As a mental health care provider, I cannot stress enough the importance of leaders and shipmates being aware of the signs and symptoms of psychological illnesses and injuries so that they can encourage those who need treatment to get it.  One thing that we emphasize at NCCOSC is the Stress Continuum

(http://www.med.navy.mil/sites/nmcsd/nccosc/serviceMembersV2/stressManagement/theStressContinuum/Pages/default.aspx),

a tool based on scientific research that helps identify how Sailors and Marines are reacting under stressful situations. By knowing where an individual’s behavior fall within the continuum and recognizing a small problem before it becomes disabling, those who are close to them can use the 5 Core Leadership Functions

http://www.med.navy.mil/sites/nmcsd/nccosc/leadersV2/infoAndTools/5CoreLeadershipFunctions/Pages/default.aspx

to help the service member and know what level of intervention is needed.

It’s also important to promote positive coping skills and build resilience throughout the fleet.  When we provide our Sailors and Marines with the knowledge and skills to actively build and maintain their psychological resilience, we can do much to mitigate stress injuries and disorders.  When we invest the time and energy into teaching our troops to cope with combat and operational stress in positive and healthy ways, we can help prevent them from coping in negative and unhealthy ways, like turning to excessive alcohol use.

Finally, we need to do all that we can to reduce the stigma of seeking mental health care especially among men.  An ongoing challenge with ensuring that our service members receive appropriate care for their psychological illnesses and injuries is the perception that those seeking mental health care are weak.  Nothing could be further from the truth.  Seeking treatment for mental health issues is a way to get better and stronger.  Leaders and shipmates can play a key role in reducing stigma by encouraging those in need to get mental health care and being supportive when they do. The bottom line is that the sooner service members receive treatment for psychological illnesses and injuries, the sooner they can recover.  This not only preserves individual readiness, but contributes to mission readiness by having service members who are fit for duty.
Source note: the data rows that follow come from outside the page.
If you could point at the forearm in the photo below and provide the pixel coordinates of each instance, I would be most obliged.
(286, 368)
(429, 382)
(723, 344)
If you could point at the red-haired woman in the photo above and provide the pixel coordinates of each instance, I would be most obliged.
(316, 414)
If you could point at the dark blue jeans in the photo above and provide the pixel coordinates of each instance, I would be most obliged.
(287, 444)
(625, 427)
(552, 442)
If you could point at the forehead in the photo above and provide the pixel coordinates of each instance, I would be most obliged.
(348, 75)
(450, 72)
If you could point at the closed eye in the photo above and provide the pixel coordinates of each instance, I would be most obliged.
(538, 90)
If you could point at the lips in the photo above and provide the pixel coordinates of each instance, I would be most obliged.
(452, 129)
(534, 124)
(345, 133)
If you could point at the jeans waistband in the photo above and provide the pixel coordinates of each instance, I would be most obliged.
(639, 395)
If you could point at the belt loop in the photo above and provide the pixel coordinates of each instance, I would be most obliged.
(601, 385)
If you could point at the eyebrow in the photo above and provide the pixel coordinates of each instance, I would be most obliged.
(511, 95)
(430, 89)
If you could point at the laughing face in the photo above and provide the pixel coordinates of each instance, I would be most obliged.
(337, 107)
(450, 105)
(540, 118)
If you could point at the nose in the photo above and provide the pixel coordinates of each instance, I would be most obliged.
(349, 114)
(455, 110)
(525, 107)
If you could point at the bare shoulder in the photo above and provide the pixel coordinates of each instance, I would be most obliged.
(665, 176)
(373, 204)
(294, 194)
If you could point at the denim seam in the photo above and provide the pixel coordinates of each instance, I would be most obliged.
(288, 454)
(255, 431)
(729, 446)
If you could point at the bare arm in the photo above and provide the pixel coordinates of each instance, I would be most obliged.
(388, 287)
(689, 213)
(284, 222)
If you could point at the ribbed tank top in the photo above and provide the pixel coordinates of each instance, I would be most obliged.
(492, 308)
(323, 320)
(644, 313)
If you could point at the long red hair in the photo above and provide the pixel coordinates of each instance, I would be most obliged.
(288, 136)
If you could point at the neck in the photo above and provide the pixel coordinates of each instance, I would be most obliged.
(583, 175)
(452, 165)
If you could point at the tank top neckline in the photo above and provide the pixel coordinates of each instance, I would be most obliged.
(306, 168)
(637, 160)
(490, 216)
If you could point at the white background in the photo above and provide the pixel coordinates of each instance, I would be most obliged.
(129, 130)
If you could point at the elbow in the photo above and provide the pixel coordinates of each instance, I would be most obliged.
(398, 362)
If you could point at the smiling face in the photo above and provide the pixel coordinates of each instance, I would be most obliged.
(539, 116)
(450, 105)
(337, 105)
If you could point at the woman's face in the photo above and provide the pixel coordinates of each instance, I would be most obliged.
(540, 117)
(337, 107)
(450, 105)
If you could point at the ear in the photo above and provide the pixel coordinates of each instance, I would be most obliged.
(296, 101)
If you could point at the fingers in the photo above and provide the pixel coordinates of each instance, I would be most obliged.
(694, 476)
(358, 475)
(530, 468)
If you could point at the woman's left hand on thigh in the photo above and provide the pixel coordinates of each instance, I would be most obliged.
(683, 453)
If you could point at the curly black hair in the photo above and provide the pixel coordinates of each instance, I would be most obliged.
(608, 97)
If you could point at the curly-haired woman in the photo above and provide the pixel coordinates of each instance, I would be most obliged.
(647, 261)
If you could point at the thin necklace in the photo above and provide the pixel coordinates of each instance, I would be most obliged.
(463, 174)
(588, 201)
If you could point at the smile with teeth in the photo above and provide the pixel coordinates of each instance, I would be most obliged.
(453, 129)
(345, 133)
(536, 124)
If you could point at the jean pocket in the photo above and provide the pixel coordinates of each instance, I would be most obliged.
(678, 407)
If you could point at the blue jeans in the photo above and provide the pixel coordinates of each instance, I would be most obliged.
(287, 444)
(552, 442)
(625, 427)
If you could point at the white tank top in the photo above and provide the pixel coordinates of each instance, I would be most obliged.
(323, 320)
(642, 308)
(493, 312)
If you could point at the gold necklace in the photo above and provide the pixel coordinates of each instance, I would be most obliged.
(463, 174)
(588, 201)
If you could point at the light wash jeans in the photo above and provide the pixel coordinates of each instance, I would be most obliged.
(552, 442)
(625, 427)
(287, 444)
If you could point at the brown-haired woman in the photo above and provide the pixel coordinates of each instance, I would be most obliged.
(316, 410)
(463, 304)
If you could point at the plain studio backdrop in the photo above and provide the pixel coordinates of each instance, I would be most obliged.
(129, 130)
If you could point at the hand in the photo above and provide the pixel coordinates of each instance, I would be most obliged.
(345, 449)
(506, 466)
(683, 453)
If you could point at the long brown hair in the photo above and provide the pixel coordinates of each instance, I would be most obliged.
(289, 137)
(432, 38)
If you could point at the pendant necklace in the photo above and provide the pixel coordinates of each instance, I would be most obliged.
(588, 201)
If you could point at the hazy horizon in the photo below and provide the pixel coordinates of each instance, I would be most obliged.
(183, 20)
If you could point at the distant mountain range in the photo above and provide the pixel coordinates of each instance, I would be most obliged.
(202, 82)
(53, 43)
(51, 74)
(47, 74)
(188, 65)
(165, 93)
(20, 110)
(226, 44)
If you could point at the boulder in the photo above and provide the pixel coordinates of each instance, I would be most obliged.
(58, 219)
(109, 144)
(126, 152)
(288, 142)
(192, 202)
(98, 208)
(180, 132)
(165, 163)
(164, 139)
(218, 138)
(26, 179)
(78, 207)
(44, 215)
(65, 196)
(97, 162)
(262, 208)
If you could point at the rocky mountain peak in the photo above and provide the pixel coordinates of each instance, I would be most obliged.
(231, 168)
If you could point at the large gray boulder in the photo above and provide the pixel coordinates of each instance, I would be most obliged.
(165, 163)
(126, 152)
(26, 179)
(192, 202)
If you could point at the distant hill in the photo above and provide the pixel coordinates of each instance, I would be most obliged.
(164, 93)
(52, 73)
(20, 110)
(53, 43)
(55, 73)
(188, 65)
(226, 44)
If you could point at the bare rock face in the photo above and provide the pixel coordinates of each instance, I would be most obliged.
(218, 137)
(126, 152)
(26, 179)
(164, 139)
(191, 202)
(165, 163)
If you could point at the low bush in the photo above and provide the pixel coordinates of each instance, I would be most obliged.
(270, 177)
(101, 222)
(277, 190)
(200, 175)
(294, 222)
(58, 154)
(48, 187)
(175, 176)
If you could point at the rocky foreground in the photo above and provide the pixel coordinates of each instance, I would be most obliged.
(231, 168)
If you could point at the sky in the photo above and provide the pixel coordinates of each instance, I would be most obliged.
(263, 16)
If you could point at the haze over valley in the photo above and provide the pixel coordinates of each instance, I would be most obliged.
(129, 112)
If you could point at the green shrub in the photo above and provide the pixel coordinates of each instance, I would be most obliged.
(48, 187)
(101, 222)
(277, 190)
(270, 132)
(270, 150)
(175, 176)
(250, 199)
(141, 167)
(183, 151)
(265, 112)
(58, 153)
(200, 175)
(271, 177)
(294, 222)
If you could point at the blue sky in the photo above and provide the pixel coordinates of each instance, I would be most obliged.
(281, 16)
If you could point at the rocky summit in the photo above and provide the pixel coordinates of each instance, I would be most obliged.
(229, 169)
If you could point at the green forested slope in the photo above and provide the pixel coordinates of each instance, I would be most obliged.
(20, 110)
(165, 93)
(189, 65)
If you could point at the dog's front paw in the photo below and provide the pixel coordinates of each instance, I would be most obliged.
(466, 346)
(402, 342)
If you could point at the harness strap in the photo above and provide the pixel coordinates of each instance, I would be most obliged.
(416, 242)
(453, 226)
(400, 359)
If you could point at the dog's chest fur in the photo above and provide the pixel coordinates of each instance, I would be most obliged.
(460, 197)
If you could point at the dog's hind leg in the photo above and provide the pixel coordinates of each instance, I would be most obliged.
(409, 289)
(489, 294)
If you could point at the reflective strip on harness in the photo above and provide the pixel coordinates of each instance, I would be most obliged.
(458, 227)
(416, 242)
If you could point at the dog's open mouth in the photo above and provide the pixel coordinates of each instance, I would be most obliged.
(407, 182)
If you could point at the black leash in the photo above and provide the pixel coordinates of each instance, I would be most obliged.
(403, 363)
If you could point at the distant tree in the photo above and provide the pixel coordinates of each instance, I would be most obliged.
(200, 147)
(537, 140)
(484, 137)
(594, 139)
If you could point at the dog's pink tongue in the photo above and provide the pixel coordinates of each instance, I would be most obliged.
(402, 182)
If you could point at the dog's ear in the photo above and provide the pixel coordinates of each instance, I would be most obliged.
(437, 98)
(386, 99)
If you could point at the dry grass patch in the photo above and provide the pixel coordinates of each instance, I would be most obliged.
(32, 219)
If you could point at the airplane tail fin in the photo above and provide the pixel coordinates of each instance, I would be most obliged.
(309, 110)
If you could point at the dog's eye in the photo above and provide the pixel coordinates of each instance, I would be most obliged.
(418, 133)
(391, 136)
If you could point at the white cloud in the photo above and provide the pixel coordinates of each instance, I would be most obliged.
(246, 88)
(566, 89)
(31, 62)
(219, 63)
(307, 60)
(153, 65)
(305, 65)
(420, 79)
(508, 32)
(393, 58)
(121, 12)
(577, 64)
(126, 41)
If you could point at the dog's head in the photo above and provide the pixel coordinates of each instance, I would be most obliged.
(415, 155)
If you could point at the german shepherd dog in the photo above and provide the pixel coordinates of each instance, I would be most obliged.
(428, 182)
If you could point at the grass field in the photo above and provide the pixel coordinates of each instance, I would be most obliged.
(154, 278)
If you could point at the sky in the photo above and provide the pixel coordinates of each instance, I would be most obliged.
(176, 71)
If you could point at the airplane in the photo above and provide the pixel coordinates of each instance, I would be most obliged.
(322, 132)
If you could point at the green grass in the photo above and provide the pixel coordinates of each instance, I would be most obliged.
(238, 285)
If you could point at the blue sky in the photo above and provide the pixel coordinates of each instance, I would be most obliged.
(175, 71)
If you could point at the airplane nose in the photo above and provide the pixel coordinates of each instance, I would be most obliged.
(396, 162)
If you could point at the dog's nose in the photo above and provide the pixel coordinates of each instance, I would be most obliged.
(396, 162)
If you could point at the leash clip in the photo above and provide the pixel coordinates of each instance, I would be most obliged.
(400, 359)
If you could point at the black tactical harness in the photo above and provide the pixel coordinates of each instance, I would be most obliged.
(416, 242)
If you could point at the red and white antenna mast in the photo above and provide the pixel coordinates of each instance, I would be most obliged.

As Men’s Health Month draws to a close, I want to encourage every Sailor and Marine, whether a health care provider, leader, or an as an individual to work together to help those service members struggling with PTSD and alcohol abuse.  Be aware of the signs and symptoms of those who may be silently struggling with invisible injuries and reach out to them.  Encourage them to seek treatment.  Help reduce the stigma associated with seeking mental health care by understanding that seeking care for psychological injuries is an act of strength, not weakness.  We would never leave a wounded shipmate behind on the battlefield, so why would we let an injured Sailor or Marine suffer alone and in silence anywhere else? Together, we can create a culture change that ensures no shipmate who needs mental health care is ever left behind.